Attempts to Repeal New Health Law Provisions Fail

NAIFA Reports:

Prior to adjourning, the U.S. Senate rejected attempts to repeal two provisions of the Patient Protection and Affordable Care Act (PPACA) signed into law in March.

1099 Reporting:

Enacted as part of PPACA, the Form 1099 requirements force all businesses and tax-exempt organizations to issue a Form 1099 to vendors from whom they buy goods totaling $600 or more annually.

During the small business lending debate, the Senate rejected two amendments to H.R.5297 that would have repealed or alleviated the requirements for small businesses. H.R. 529—signed into law on September 27—expands reporting requirements to include individuals who receive rental income from real estate, and increases penalties for failure to collect and remit this information.

Many legislators on both sides of the aisle agree on the need for relief from these reporting requirements. However, due to statutory pay-go rules that require that the cost of repeal or modification be offset, up to $22 billion (the cost of repeal) in new revenue is required. To date, Senators have failed to find consensus on how to pay for repeal or modification.

Senate Committee on Small Business and Entrepreneurship Ranking Member Sen. Olympia Snowe (R-ME) criticized the Small Business Administration (SBA) for failing to comment on how new Form 1099 reporting requirements will impact small businesses.

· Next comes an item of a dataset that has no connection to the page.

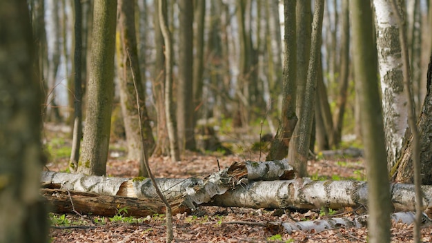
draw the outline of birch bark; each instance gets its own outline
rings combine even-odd
[[[378,66],[381,83],[387,162],[392,168],[401,156],[408,130],[408,99],[404,93],[399,26],[392,1],[374,0]]]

In an October 5 letter to Dr. Winslow Sargeant, Small Business Administration Chief Counsel for Advocacy, Sen. Snowe requested a specific plan for how his office will address the 1099 issue to mitigate unwarranted impact on small businesses.

Also on October 5, Rep. Sam Graves (R-MO), ranking member of the House Small Business Committee, sent a follow-up letter to IRS Commissioner Douglas Shulman asking for details on how the IRS plans to implement the new reporting requirements. Rep. Graves said he had asked Shulman in June for a response on the 1099 issue, but has not yet received an answer.

Grandfathered Rules:

On September 29, the Senate voted (40 to 59) to block a Congressional resolution offered by Sen. Mike Enzi (R-WY) that would have overturned the Administration’s regulations on what constitutes a grandfathered health insurance plan. The vote was partisan. Democrats defended the grandfather rules as protection of consumers against significant changes in existing health insurance coverage.

Republicans argued the rules are too strict, amounting to a breach of President Obama’s promise to let people who like their existing insurance keep it if they choose.

Loss of grandfather status means a health plan will have to comply with the new insurance reforms and other rules of the Patient Protection and Affordable Care Act.

NAIFA has encouraged the departments of Health and Human Services (HHS), Labor (DOL) and Treasury to reconsider the current guidance regarding permissible cost-sharing changes and offered clarifications on particular areas to provide individuals, families, and employers with additional flexibility to preserve their grandfathered plans as affordable coverage options.